Les teinturières manipulent sans précaution, et dans leurs cours privatives – qui sont aussi des lieux de vie familiale – des colorants et des produits chimiques d’une grande toxicité, notamment la soude caustique et l’hydrosulfate. Or, ces produits sont d’une extrême dangerosité pour leur santé, et celle de leur entourage, notamment leurs enfants. Ils provoquent notamment des brûlures et des affections des voies respiratoires.
Par ailleurs, l’insuffisance des systèmes d’évacuation des eaux usées et le coût prohibitif des cuves de récupération renforcent l’impact écologique des activités de teinture.

A terme, nous souhaitons développer des collection privilégiant davantage les teintures naturelles. Evincées par les colorants synthétiques, les colorations naturelles connaissent un regain d’intérêt et retrouvent une valeur commerciale en tant que pratique alternative non toxique et renouvelable de la teinture. C’est aussi une façon de valoriser et préserver des savoir-faire ancestraux et des connaissances locales approfondies sur les vertus des plantes, y compris leurs propriétés tinctoriales. Afin de faciliter ces pratiques, des techniques modernes seront développées pour permettre une extraction plus efficace des colorants. Les enjeux sont économiques, car la culture en champ de plantes tinctoriales (notamment l’indigo et le sorgho rouge) peut devenir une culture de rente pour les paysans africains, autant qu’écologiques, car les teintures chimiques utilisées largement en Afrique aujourd’hui polluent de façon dramatique l’eau et les sols.

Enfin, dans un souci permanent de préserver l’environnement, nous avons l’ambition de mettre au point des procédés de teinture alternatifs, y compris dans l’usage des colorants de synthèse.
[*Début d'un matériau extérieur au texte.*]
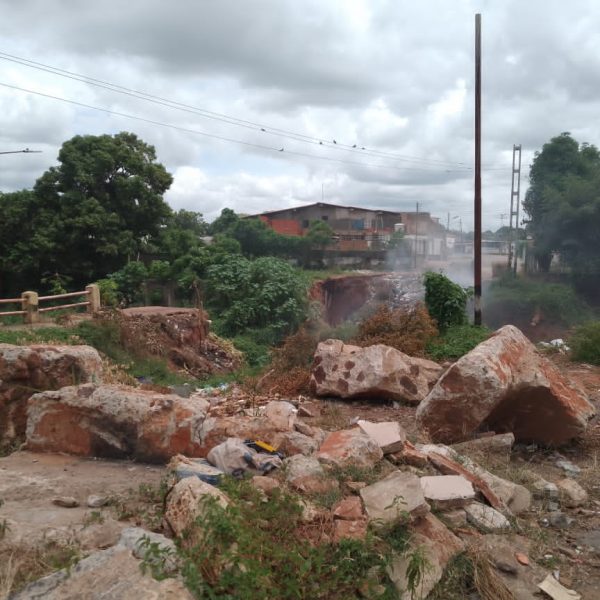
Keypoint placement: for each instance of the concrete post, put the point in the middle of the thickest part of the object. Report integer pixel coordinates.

Des recherches seront menées afin de tester des adjuvants naturels tels que la chaux ou la lessive de cendres – préparation de plantes riches en potasse ayant pour objet d’alcaliniser les cuves – ou encore des glucoses issus de déchets verts – peaux de mangues, pelures d’oignons,…- pouvant remplacer l’hydrosulfite ou dithionite de socidium dans la teinture chimique. Enfin, des solutions seront envisagées pour faciliter l’accès des teinturières aux colorants écologiques certifiés OEKO TEX afin d’encourager le développement d’une filière textile bio-équitable qui puisse faire l’objet, à terme, d’une certification GOTS.